Add concurrent processing for `sv.InferenceSlicer` #361

capjamesg · 2023-09-08T11:46:08Z

Description

This PR adds concurrent processing with the concurrent.futures threading method (part of the Python standard library) to sv.InferenceSlicer processing.

This PR drastically reduces inference times with the slicer.

Without concurrent processing:

Detections w/o SAHI: 127
--- 1.460580825805664 seconds ---
Detections w/ SAHI: 146
--- 13.294042110443115 seconds ---

With concurrent processing slicer:

Detections w/o SAHI: 127
--- 1.4807708263397217 seconds ---
Detections w/ SAHI: 146
--- 2.305016040802002 seconds ---

Type of change

Please delete options that are not relevant.

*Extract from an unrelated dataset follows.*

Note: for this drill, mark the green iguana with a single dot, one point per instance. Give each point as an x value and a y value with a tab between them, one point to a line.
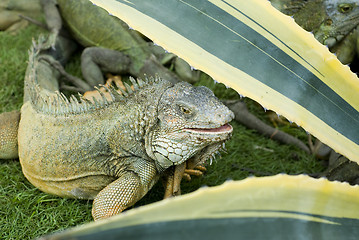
333	23
112	151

Bug fix (non-breaking change which fixes an issue)
New feature (non-breaking change which adds functionality)
This change requires a documentation update

How has this change been tested, please provide a testcase or example of how you tested the change?

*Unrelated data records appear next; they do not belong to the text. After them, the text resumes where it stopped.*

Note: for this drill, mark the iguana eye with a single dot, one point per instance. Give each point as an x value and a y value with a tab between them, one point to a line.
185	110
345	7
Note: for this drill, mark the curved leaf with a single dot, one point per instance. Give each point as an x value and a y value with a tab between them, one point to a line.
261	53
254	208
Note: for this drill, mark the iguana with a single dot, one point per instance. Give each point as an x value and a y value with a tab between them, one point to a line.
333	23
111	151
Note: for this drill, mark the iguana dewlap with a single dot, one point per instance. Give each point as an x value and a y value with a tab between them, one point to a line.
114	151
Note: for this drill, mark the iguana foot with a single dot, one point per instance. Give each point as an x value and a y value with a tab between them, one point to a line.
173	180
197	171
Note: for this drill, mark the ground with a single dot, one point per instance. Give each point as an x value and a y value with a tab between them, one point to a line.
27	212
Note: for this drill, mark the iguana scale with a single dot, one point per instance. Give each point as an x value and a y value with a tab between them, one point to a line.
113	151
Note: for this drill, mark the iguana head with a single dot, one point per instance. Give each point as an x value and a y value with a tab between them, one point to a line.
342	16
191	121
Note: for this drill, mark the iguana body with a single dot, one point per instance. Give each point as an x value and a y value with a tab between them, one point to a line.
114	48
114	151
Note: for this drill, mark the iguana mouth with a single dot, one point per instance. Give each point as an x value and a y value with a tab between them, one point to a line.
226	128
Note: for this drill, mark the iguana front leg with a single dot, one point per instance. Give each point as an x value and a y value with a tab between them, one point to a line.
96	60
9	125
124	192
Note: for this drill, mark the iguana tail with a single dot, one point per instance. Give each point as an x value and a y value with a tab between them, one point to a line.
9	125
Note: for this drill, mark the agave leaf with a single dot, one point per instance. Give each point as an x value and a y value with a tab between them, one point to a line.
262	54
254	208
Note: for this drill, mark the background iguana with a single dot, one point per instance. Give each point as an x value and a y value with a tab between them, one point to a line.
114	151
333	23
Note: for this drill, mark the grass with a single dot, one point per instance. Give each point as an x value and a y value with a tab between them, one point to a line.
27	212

This change has been tested using the following code to validate the number of predictions with and without concurrent processing is the same.

import supervision as sv
import numpy as np
import cv2
import time
import roboflow

roboflow.login()

rf = roboflow.Roboflow()
workspace = rf.workspace()
project = workspace.project("vehicle-count-in-drone-video")
version = project.version(6)
model = version.model

def callback(x: np.ndarray) -> sv.Detections:
    result = model.predict(x).json()
    return sv.Detections.from_roboflow(result, class_list=list(project.classes.keys()))

image = cv2.imread("./original.jpg")
image_width = image.shape[1]
image_height = image.shape[0]

print("starting test...")

start_time = time.time()

slicer = callback(image)

print("Detections w/o SAHI:", len(slicer.xyxy))
print("--- %s seconds ---" % (time.time() - start_time))

start_time = time.time()

slicer = sv.InferenceSlicer(callback=callback)
sliced_detections = slicer(image=image)

prediction_num = len(sliced_detections.xyxy)

# sv.plot_image(sliced_image)
print("Detections w/ SAHI:", prediction_num)

print("--- %s seconds ---" % (time.time() - start_time))

Any specific deployment considerations

N/A

Docs

N/A

Signed-off-by: Onuralp SEZER <thunderbirdtr@gmail.com>

capjamesg · 2023-09-08T12:35:49Z

Good call changing the default # of workers to 1. The use case for which this is built is web inference; on device inference is unlikely to benefit from the concurrent processing so it makes sense to have a 1 default.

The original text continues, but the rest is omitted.